“Exactly.” She shrugged. “She’s earned a vacation, and her privacy. She’ll be back soon.”
Callie got Elain settled in their guest room, Jasper following her in. As she prepared for bed, she sat on the edge and patted her leg. Jasper sat in front of her, his head resting in her lap, sweet eyes focused on her.
It reminded her more than a little of Brodey’s pitiful look.
“Your mom said you can sense cockatrice,” she softly said. “Feel like taking a walk tomorrow?”
He wagged his tail.
She smiled. “I think this is the beginning of a beautiful…eh, whatever this is.”
Jasper softly woofed.
* * * *
The next morning, Blackie sent someone out to scout around Lacey’s house to make sure it was safe before he allowed Elain to leave. It was the compromise they’d come up with to keep him from giving her a personal escort out of the territory and ratting her out to Ain and the others.
She was actually glad for the delay in leaving the Blackestones’ home, because it gave her enough time to settle her stomach. She hadn’t experienced full-on puking yet, but the bouts of nausea were coming more frequently.
Greeaaat.
Elain told Blackie she needed to do a couple of things first, but would leave for Florida by that evening.
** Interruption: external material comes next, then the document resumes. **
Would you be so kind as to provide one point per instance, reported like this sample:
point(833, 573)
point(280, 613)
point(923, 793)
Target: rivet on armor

Still not happy, he grudgingly agreed.
Elain and Jasper returned to Lacey’s. She tested out his prowess by leading him across the road to the spot where the cockatrice had waited.
The large dog stiffened as he sniffed where she pointed, a low, threatening growl rumbling deep in his chest.
She stroked his head. “I know, buddy. I feel the same way.”
Elain quickly changed into hiking clothes, dumped several bottles of water and a couple of snacks for her and Jasper into a backpack, and jumped in her car with the dog. Making sure to keep an eye out for any strange cars or trucks, she parked at the same place by the fire road and got out.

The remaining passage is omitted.